For a primary statement of this alternate theme (limits imposed by inherited design), we must look to the largely forgotten work of the great Belgian paleontologist Louis Dollo (1857–1931). Dollo gave his name to an evolutionary principle known as
irreversibility
(often called Dollo’s Law). In one of the cruel ironies often imposed by history, many fine thinkers win their posthumous recognition only by eponymous linkage with a principle so widely misunderstood that true views turn into their opposite. Many evolutionists interpret Dollo’s Law as an antiquated statement about inherent, directional drives in evolution—a last gasp of a mystical vitalism that the Darwinian juggernaut finally defeated. In fact, Dollo was a convinced mechanist, and a Darwinian in basic orientation (with some interesting wrinkles of disagreement).

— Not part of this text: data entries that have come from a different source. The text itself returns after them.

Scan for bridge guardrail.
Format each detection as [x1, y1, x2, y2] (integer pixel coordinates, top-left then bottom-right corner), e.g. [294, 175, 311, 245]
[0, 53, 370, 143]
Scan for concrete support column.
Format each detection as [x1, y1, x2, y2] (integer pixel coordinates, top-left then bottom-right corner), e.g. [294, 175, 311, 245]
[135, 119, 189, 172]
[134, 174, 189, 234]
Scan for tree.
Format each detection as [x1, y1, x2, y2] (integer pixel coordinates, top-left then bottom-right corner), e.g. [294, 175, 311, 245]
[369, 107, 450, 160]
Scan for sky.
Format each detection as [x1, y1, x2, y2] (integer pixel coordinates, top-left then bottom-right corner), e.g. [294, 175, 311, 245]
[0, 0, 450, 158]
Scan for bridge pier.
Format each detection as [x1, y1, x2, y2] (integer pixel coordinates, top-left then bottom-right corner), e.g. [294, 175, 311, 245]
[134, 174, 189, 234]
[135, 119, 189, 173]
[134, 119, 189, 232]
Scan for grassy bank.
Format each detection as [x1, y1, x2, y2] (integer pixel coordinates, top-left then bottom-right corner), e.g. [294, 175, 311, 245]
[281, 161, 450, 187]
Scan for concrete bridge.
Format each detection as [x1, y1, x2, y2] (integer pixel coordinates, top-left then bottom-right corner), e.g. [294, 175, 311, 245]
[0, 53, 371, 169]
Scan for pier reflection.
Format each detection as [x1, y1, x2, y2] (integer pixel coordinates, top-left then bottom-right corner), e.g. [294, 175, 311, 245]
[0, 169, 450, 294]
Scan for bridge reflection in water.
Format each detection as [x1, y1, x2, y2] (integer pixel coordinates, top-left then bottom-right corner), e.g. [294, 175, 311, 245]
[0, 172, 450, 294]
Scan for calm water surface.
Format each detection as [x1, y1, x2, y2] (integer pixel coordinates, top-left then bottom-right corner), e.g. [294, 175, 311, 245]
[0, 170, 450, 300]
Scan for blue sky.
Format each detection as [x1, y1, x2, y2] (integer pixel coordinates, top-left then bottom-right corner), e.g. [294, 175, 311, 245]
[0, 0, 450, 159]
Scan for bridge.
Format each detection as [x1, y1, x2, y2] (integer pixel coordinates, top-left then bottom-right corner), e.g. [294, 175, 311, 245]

To Dollo, irreversibility epitomized the nature of history under simple conditions of mathematical probability (Dollo had obtained an extensive education in mathematics and attributed his formulation of irreversibility to this training). Evolutionary transformations are so complex—involving hundreds of independent changes—that any complete reversal to a former state becomes impossible for the same reason that you will never flip 1,000 heads in a row with an honest coin. No mysticism, no vitalism, only the ordinary operation of probability in a complex world. A simple change (increase in size, mutation in a single gene) may be reversed, but the standard transformations that form the bread and butter of paleontology (origin of flight in birds, evolution of humans from apelike ancestors) cannot run backwards to recover an ancestral state exactly.